What are those tears trying to tell us? What’s happening in our hearts? Why am I really crying?
Answering that question has led me way, way back into my childhood. I long for the ability to intercept the lies I heard as a child before I had time to manufacture my arsenal of destructive coping mechanisms.
I want to go back in time to little Katherine, whose dad was frustrated by her crying at the drop of a hat, hold her hand, and ask her, “Sweet one, why are you crying?” I want to discourage in her the instinct to stop the tears for the benefit of an inconvenienced parent or for the comfort of anyone who witnessed her raw emotion. I want to tell her it’s ok to cry, to let it out, and I want her to listen.
I want her to know that she doesn’t need to apologize for her tears. They are beautiful, natural, honest, and those who witness such vulnerability will only find it a point of connection and greater intimacy. I want her to learn to trust others with her tears, to learn to share them freely, and to learn to listen to what those tears want to tell her.
I want to pick her up off the floor backstage at the funeral, hold her face in my hands, and tell her to lean in and listen. I want to tell her that it’s no surprise she wept in the middle of a song at the funeral of such a beloved mentor. To suffer the physical loss of a friend on the heels of the emotional death of her family is more than one heart can bear. To even attempt to sing in the midst of such pain and abandonment is brave and courageous. Not a soul in that sanctuary thought her a failure. They felt overwhelmed by their own sadness, and shared that tender moment with her, wanting to reach out and comfort her even in the middle of the unfinished chorus. Those tears are not a source of shame, but an offering, a precious gift, a tender heart pouring out all it had to give.
These days, I’m still the cryer I was as a little girl. But I’ve stopped apologizing, I don’t feel ashamed, and I don’t try to pull it together and distract myself for the sake of appearing composed. I try to listen to my tears.
Sometimes they tell me of a place I’ve left unattended for too long, an unfulfilled desire, a quiet calling back to things abandoned, or a deep beckoning to begin something new.
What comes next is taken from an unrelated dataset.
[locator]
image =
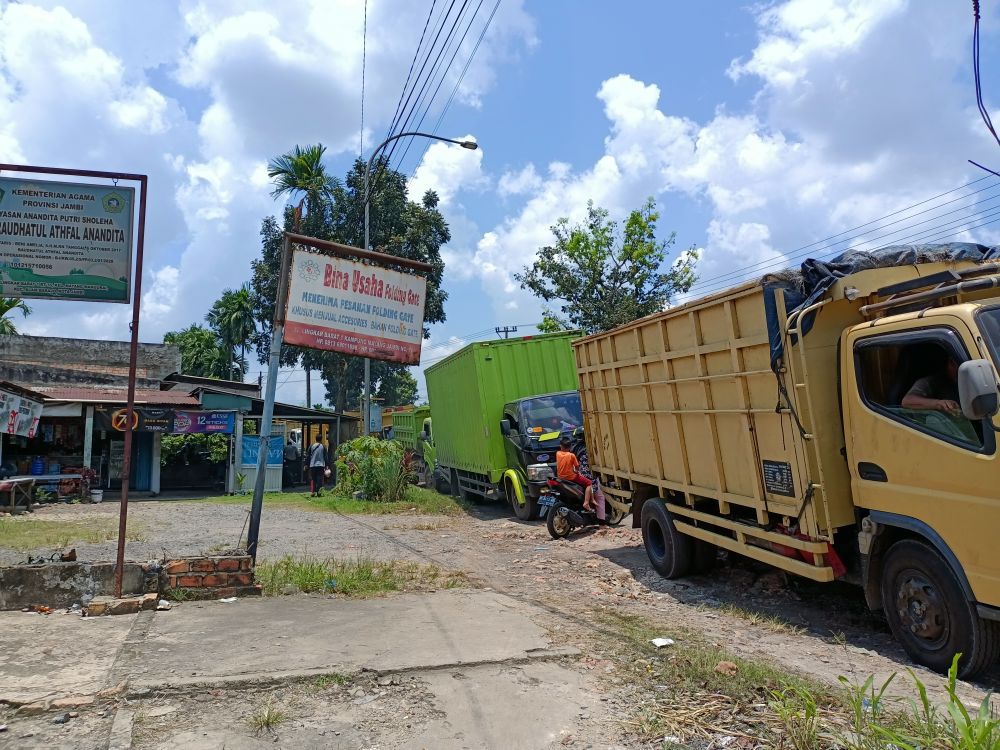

Sometimes they call up terribly painful reminders of loss, shedding new light on old wounds whose only comfort and healing can be found in a steady stream of hot tears brimming over from a well of sadness that seems to know no end.
Sometimes they whisper, mysteriously begging me to notice the beauty in broken places, the moments when the shadow of the eternal passes over something common and transforms it forever.
Whether they show up raw and unexpectedly, or slowly and quietly make their way down my cheek, I am learning to listen. They unveil secrets beneath the surface, and tell the truth about all the places where life seems too hard to bear. Tears always speak.